But just as Trump’s appeal seemed grossly out of touch with modern African American life, so does the heartland-rage theory miss the optimism and determination that are intertwined with desolation and decay in the real “out there.” I can say that because I have been out there, reporting with my wife, Deb, in smaller-town America for much of the past four years. Erie, Pennsylvania, has a landscape of abandoned factory buildings and a generation of laid-off blue-collar workers who know that their children will never enjoy the security they did at the once-mighty GE locomotive plant. (Those GE jobs, by the way, are moving not to China or Mexico but instead to Fort Worth, Texas.) But Erie also has as active a civic-reform movement as you will find anywhere in the country, led by people in their 20s and 30s who believe they can create new businesses for themselves and new life for their town. Erie is worse off in most ways than it was 50 years ago—but better off than five years ago, and headed toward better prospects five years from now, in the view of most people there. That’s also what my wife and I found in places as poor and crime-ridden as San Bernardino, California; as historically downcast as Columbus, Mississippi; as removed from the glamour of the coastal metropolises as Laramie, Wyoming, or Duluth, Minnesota, or Dodge City, Kansas.

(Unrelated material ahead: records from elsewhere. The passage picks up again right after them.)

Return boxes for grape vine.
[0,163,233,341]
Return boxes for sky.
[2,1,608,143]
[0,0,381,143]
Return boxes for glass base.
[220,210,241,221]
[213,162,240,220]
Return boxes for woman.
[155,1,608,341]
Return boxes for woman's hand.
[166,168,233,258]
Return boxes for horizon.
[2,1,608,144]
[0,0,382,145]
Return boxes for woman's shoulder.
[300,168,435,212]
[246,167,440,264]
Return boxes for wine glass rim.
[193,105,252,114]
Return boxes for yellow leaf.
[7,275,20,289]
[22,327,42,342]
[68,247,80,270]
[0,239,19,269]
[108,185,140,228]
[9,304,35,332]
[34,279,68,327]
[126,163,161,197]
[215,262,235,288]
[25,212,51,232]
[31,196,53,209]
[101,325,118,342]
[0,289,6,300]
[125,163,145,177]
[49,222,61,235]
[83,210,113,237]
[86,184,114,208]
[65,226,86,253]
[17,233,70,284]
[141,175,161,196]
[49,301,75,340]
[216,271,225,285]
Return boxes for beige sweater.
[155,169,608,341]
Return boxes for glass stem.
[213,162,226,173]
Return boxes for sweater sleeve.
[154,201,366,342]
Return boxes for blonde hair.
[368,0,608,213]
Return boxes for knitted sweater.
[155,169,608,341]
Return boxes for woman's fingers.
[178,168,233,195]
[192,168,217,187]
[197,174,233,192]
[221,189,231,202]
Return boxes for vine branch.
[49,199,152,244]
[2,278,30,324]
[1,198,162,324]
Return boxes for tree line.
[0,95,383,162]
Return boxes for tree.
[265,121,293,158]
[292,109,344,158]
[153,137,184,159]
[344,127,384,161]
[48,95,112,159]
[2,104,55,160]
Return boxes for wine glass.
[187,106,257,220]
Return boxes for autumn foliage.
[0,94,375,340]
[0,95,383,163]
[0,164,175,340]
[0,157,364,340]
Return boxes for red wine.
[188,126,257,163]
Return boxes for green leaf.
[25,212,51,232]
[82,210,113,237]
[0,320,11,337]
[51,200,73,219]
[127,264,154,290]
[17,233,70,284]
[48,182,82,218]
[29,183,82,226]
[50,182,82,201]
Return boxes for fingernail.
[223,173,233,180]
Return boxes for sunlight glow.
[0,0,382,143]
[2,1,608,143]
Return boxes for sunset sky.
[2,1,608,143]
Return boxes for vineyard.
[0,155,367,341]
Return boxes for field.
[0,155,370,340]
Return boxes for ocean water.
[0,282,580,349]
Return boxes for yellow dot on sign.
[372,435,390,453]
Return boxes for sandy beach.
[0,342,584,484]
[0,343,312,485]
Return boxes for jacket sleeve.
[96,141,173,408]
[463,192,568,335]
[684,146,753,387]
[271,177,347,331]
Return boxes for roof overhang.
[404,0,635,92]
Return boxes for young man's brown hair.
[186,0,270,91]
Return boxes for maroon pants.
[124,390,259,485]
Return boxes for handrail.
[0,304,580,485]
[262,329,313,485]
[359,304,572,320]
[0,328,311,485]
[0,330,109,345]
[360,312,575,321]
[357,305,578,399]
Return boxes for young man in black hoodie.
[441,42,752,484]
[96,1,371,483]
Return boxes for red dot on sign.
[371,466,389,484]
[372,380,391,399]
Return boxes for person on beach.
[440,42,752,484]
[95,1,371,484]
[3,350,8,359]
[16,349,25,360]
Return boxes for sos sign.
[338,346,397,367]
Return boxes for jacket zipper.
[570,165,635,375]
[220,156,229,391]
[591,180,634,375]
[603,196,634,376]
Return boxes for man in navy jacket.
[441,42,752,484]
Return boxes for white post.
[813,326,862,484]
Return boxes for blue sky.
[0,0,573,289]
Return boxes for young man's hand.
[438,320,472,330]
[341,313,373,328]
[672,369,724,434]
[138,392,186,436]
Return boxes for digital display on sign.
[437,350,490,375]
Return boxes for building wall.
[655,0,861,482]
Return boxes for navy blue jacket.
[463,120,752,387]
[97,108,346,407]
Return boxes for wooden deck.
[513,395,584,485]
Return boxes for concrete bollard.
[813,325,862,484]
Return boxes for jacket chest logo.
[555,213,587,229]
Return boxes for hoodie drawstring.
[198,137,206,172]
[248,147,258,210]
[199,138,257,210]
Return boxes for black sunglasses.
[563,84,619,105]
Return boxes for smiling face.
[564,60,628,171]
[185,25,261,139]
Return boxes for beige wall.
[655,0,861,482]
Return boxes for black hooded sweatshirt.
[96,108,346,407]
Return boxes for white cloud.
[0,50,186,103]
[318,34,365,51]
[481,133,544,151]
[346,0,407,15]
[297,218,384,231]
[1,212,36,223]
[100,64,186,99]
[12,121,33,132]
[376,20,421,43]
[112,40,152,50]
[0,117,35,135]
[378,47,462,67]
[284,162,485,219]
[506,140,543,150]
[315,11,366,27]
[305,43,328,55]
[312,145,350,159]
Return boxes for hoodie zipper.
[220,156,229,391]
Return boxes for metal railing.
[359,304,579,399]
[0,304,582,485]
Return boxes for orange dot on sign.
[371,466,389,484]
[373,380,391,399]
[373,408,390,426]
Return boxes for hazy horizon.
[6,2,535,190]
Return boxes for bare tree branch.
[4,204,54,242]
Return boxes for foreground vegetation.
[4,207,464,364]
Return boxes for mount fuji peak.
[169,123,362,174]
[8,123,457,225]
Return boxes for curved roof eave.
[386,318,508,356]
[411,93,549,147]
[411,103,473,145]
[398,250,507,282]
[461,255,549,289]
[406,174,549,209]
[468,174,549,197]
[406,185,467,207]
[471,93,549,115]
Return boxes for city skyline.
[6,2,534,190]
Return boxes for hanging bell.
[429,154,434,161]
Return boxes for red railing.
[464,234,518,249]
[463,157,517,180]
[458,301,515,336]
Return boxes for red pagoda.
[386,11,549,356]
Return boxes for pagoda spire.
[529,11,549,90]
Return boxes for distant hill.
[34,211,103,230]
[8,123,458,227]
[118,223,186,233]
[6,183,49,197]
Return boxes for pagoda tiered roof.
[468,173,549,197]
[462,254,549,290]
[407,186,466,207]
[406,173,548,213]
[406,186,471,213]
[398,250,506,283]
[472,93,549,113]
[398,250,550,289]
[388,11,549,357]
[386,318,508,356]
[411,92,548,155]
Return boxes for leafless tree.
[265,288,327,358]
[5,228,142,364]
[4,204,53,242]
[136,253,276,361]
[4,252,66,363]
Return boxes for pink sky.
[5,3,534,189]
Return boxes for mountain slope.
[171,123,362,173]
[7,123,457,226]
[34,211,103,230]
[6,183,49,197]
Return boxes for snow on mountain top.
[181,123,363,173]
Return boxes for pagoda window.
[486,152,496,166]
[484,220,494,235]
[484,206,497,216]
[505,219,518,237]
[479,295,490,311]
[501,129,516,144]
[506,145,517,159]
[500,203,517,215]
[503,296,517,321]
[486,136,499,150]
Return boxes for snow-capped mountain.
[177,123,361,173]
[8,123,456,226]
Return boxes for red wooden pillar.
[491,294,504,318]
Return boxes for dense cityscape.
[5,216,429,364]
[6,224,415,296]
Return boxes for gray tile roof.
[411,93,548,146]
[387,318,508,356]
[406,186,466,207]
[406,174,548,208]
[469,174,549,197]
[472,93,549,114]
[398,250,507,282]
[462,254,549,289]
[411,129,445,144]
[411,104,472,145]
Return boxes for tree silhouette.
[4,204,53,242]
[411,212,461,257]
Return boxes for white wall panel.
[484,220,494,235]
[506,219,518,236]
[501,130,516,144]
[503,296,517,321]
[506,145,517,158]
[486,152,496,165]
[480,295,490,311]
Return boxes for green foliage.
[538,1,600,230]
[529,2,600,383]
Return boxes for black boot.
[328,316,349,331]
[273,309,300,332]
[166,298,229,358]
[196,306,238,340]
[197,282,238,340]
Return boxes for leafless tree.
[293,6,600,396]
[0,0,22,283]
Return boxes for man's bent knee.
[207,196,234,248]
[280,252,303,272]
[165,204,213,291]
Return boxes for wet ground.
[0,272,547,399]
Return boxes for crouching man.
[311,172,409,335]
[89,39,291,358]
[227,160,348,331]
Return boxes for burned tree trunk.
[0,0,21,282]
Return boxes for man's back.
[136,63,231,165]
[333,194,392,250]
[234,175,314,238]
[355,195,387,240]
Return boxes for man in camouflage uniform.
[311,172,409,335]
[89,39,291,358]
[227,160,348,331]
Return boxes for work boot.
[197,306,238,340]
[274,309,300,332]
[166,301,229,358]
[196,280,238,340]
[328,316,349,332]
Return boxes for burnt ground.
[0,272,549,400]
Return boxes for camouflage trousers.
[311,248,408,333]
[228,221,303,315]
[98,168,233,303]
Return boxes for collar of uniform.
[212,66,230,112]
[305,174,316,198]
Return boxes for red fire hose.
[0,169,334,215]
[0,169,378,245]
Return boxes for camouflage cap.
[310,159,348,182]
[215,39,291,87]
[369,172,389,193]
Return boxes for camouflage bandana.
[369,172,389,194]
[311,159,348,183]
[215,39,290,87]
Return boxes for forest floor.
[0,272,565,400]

Are these impressions incomplete and anecdotal? Of course. But systematic surveys show the same thing. A Pew study in 2014 found that only 25 percent of respondents were satisfied with the direction of national policy, but 60 percent were satisfied with events in their own communities. According to a Heartland Monitor report in 2016, two in three Americans said that good ideas for dealing with national social and economic challenges were coming from their towns. Fewer than one in three felt that good ideas were coming from national institutions. These results also underscore the sense my wife and I took unmistakably from our visits: that city by city, and at the level of politics where people’s judgments are based on direct observation rather than media-fueled fear, Americans still trust democratic processes and observe long-respected norms. As I argued in a cover story last year, most American communities still manage to compromise, invest and innovate, make long-term plans. They even manage to cope with the ethnic change and racial tension that Donald Trump so crudely exploited in his campaign, with more flexibility and harmony than anything about the campaign might indicate. Yes, residential and educational segregation are evident across the country. Yes, police violence is more visible than ever before. But people in Michigan and Mississippi and Kansas were more willing to start confronting these injustices locally than nationally. The same was true of immigration. In our travels we observed what polls also indicate: The more a community is exposed to recent immigrants and refugees, the less fearful its people are about an immigrant menace. We heard no lusty “Build a wall” cheers in California or Texas or other places where large numbers of outsiders had arrived.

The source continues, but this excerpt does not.